Mosh got lucky this time that we had pretty good tests that exercised the library enough to find this bug, and we run them as part of the package build, but it's not that farfetched to imagine that we might have users on a platform that we don't build a package for (and therefore don't run our testsuite on).
Progress is being made on replacing OpenSSL in a lot of contexts (specifically, the RustCrypto folks are doing excellent work and so is cryptography), but there are still plenty of areas where OpenSSL is needed to compose the mostly algebraic cryptography with the right wire format.
Edit: I forgot to mention rustls, which uses ring under the hood.
TLS 1.3 specifies which curves and ciphers: https://en.wikipedia.org/wiki/Transport_Layer_Security#TLS_1...

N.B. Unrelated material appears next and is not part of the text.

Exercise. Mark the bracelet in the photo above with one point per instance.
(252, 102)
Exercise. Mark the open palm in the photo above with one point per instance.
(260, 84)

(IDK what the TLS (and FIPS) PQ Algo versioning plans are: 1.4, 2.0?)
Mozilla [Open]SSL Config generator: https://ssl-config.mozilla.org/
"BoringSSL, LibreSSL and the OpenSSL 1.1.1 branch are not affected. Furthermore, only x64 systems with AVX512 support are affected."
> the vulnerability has only existed for a week (HB existed for years) and an AVX512-capable CPU is required.
So I'm guessing the real world impact here is near zero?
What systems or distros are shipping this week old version already?
As for the AES OCB bug, it sounds like something that's effectively not used at all in practice, which might explain why it's stayed unnoticed for so long.
I tend to err on patch often and worry about fallout afterwards. All software vendors I deal with (MS, Canonical, Arch, Gentoo, Debian, RPi, Novell err SuSE etc) all do a decent job.
Fixing something like dialogue boxes going weird is one thing. Faking a kicking out of a bunch of Russians out of your honeypots is another thing.
> Note that on a vulnerable machine, proper testing of OpenSSL would fail and
should be noticed before deployment.
so is 'proper testing' included in the default build script or..?
It sounds an awful lot like “you’re responsible for catching our screw-ups” and it’s a bit rich to tell people to do proper testing while the project itself failed to do so before letting this land.
To be vulnerable, you need to build on a non-vulnerable machine which passes the built in tests, then you need to deploy to a vulnerable one and finally you have to not verify that the deployment works.
Absolutely not what you are implying.
Debian for example shipped vulnerable packages: https://security-tracker.debian.org/tracker/CVE-2022-2274
If you build on an earlier machine where the tests pass and deploy to a later one and then don't check that the deployment works, you are at risk.
I think proper testing covers both options.
If you value security, then I'd prefer chcha20-poly1305. If you need speed, then use what your CPU gave you.
"The GCM slide provides a list of
pros and cons to using GCM, none of which seem like a terribly big deal, but
misses out the single biggest, indeed killer failure of the whole mode, the
fact that if you for some reason fail to increment the counter, you're sending
what's effectively plaintext (it's recoverable with a simple XOR). It's an
incredibly brittle mode, the equivalent of the historically frighteningly
misuse-prone RC4, and one I won't touch with a barge pole because you're one
single machine instruction away from a catastrophic failure of the whole
cryptosystem, or one single IV reuse away from the same."